As a bonus, the house gets a second bite of the cherry on social media, with digital influencers once again creating a huge amount of noise online to help drive sales in store with what Pavlovsky rightly called 'unique Chanel moments'.

And what moments they were. There were epic levels of glamour on Miami Beach as Florida hit peak Chanel, with Lily-Rose Depp (daughter of Johnny and French singer Vanessa Paradis), Pharrell Williams, his wife, Helen, and 14-year-old son, Rocket, all decked out in Viard's designs and posing for photographs.

The legendary musician Nile Rodgers and the French actor Marion Cotillard, joined them on red-and-white sun loungers to watch models stride down a weathered wooden boardwalk that served as a runway.

Marion Cotillard at the Chanel Cruise 2022/23 Collection in Miami Credit: Alexander Tamargo

Later, during a riotous party fuelled by oysters, crab salad and much Champagne, Rodgers played his back catalogue (including Let's Dance and Material Girl).

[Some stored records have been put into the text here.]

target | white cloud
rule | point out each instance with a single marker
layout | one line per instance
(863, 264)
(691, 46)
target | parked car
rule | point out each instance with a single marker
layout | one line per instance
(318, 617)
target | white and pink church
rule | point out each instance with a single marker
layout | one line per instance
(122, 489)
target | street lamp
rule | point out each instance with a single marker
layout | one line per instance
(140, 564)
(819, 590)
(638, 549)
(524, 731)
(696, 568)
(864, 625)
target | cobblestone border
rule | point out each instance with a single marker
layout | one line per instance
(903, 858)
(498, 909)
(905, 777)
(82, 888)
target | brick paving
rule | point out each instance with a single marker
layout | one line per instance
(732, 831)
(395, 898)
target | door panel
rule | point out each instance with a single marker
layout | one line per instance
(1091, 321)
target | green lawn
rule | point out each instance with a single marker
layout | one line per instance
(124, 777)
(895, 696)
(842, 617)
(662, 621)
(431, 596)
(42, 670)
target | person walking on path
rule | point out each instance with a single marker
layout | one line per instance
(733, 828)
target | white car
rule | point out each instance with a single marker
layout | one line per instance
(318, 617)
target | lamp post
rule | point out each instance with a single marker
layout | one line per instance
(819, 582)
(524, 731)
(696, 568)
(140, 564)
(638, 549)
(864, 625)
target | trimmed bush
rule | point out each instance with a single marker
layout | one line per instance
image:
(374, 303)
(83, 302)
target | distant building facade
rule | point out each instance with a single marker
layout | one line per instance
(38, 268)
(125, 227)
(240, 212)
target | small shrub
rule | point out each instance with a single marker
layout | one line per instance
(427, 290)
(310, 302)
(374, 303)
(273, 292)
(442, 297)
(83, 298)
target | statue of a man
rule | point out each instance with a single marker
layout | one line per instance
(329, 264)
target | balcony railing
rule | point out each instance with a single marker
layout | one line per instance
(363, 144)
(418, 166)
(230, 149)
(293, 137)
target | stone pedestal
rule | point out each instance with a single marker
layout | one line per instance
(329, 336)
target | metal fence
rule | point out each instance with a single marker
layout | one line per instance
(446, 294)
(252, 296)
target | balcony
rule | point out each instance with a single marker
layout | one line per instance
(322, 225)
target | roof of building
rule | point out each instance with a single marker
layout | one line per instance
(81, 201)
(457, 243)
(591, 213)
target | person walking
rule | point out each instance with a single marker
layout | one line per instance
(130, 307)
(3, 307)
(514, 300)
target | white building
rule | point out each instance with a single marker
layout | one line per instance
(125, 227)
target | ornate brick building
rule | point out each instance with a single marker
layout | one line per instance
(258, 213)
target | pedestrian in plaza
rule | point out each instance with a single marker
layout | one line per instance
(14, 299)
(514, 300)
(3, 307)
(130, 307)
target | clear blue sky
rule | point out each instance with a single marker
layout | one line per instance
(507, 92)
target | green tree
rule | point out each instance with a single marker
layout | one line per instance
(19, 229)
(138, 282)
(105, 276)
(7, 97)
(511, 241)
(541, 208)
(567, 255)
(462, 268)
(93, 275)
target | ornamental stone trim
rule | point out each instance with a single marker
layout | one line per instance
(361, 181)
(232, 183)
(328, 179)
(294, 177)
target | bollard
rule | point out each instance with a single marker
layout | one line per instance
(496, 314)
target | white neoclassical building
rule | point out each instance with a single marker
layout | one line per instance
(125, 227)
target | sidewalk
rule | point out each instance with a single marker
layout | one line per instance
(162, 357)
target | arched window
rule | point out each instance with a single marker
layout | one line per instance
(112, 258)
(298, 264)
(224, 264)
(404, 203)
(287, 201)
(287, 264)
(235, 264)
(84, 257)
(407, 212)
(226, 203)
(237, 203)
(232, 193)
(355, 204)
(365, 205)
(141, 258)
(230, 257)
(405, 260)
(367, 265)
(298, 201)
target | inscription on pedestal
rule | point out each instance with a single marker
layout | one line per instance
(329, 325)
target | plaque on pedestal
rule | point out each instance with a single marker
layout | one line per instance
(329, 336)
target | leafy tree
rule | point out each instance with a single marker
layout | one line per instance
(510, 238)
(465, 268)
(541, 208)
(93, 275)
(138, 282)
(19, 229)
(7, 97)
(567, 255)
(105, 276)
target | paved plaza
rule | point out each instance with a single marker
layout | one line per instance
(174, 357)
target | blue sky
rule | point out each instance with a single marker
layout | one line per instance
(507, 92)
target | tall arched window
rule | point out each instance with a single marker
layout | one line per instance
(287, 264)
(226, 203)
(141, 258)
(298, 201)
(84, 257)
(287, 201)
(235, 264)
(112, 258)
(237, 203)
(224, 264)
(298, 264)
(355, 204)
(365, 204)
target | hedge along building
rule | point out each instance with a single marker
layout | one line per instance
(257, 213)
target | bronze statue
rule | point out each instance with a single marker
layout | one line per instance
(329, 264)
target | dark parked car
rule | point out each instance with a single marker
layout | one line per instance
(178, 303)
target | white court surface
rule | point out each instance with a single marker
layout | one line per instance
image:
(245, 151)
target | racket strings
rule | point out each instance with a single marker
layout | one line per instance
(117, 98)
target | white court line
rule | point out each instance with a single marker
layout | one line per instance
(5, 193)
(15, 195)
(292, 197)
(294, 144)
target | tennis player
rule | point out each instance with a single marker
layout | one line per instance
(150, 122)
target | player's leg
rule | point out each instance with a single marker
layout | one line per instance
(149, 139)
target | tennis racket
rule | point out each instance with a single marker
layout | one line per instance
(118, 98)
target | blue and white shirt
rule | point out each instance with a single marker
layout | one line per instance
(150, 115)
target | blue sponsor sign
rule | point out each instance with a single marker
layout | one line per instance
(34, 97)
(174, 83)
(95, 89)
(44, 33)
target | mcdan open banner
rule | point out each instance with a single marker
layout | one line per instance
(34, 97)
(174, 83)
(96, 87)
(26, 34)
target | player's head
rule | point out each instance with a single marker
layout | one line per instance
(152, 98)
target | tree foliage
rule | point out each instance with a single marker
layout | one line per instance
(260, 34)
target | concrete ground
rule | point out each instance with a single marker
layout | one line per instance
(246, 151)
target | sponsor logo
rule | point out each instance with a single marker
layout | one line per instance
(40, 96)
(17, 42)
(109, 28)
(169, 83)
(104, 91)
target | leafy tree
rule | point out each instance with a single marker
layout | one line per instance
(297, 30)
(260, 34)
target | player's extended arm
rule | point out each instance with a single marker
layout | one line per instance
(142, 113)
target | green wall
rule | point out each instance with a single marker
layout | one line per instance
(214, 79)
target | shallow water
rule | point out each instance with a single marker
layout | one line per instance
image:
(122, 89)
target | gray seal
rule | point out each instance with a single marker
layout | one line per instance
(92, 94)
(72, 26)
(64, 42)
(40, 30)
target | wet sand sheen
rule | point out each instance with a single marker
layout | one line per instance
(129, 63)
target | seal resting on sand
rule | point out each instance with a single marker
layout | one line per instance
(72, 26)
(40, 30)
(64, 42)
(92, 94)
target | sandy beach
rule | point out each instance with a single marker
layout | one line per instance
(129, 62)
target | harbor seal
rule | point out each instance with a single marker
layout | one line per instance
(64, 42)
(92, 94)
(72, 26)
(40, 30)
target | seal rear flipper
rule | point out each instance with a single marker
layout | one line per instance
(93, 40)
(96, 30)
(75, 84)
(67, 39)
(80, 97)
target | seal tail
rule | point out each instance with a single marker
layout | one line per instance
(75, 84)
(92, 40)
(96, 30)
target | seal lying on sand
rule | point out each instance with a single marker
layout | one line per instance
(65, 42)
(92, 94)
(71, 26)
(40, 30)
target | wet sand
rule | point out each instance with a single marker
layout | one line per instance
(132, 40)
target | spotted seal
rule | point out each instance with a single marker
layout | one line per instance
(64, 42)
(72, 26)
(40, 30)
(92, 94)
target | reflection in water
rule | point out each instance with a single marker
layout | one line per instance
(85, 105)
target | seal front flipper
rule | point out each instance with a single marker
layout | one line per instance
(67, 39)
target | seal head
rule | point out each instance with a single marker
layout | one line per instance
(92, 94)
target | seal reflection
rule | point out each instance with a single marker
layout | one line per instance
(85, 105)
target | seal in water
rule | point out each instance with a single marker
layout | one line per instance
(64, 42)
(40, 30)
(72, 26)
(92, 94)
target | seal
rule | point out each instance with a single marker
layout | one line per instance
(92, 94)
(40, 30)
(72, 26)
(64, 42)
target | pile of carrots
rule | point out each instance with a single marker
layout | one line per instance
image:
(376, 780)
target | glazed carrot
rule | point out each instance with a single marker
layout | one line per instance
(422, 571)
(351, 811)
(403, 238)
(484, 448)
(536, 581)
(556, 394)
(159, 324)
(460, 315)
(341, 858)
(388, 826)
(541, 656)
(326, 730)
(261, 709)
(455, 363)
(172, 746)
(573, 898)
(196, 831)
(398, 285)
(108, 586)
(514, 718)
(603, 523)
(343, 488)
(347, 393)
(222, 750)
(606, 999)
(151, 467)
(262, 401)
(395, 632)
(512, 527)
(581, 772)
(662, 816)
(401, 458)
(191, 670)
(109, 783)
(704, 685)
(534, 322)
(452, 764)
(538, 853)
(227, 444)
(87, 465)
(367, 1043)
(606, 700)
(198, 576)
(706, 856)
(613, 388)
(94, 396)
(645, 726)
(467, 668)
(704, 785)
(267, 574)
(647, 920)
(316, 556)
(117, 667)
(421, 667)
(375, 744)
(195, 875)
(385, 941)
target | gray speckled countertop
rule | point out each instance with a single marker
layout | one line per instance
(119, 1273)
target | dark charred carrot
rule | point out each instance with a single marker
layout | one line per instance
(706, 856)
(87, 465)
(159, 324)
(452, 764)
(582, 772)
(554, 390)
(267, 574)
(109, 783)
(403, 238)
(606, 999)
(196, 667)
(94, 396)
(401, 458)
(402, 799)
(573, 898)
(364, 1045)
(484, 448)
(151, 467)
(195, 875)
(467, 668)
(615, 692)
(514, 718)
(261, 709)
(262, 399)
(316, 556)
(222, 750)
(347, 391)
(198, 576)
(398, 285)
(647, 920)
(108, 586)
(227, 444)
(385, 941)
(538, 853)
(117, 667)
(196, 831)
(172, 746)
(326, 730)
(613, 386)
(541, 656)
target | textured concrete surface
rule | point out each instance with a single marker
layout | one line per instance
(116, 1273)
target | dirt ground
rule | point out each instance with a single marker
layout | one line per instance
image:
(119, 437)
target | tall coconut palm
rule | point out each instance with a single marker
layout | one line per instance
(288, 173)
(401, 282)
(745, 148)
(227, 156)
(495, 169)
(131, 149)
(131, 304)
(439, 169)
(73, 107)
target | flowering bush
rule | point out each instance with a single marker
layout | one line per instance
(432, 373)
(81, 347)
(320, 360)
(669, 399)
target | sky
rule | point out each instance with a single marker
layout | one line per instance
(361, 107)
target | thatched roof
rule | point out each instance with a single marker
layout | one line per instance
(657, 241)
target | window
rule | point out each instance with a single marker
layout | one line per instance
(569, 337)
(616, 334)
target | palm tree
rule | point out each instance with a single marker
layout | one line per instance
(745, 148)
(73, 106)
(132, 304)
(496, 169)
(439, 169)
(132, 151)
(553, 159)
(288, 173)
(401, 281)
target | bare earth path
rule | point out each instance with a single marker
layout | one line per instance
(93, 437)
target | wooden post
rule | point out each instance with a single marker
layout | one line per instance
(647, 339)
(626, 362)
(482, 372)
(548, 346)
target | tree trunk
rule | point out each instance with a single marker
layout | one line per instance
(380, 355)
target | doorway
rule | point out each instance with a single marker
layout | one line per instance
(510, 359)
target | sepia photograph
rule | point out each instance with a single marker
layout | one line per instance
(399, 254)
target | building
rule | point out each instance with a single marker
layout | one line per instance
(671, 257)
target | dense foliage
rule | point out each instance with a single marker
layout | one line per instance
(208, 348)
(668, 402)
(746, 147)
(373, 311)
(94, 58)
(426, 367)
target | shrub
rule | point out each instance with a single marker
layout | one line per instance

At the end of his set, Williams joined him on stage for the classiest karaoke session ever – singing along to Get Lucky, the Daft Punk hit they both performed on.

So much for the glitz. The following morning, Williams donned his rhinestone sunglasses again and, together with Pavlovsky and the French model and musician Caroline de Maigret, hosted a masterclass across the road from the show venue with students from Miami fashion colleges. They were there to inspire a new generation of designers and artisans who may in the future – who knows? – go to work for the maison.

As for the collection itself, what worked in Monte Carlo was a hit in Miami too. 'The collection sits perfectly here,' said Pavlovsky, 'with its light and energy and colours. It's very different but at the same time there are a lot of similarities with Monaco.' Indeed.

The motor-racing helmets – both full-sized and shrunk down to become minaudières – worked just as well in Florida, where Formula One is a new craze, as they did in Monaco, where the Grand Prix has been at full throttle since 1929. So did the sporty boiler suits, peaked caps, sequins and breezy wide-legged pants. And, like Rodgers, Viard didn't neglect Chanel's greatest hits, so there were two-tone court shoes, bouclé suits, jewelled belts and quilted handbags in abundance. Labels with less brand power must be gnashing their teeth at this joyous Gallic takeover of Miami Beach.

In fact, the only person who didn't join in the fun was Virginie Viard herself. She was, no doubt, back in Rue Cambon dreaming up the next Chanel spectacular.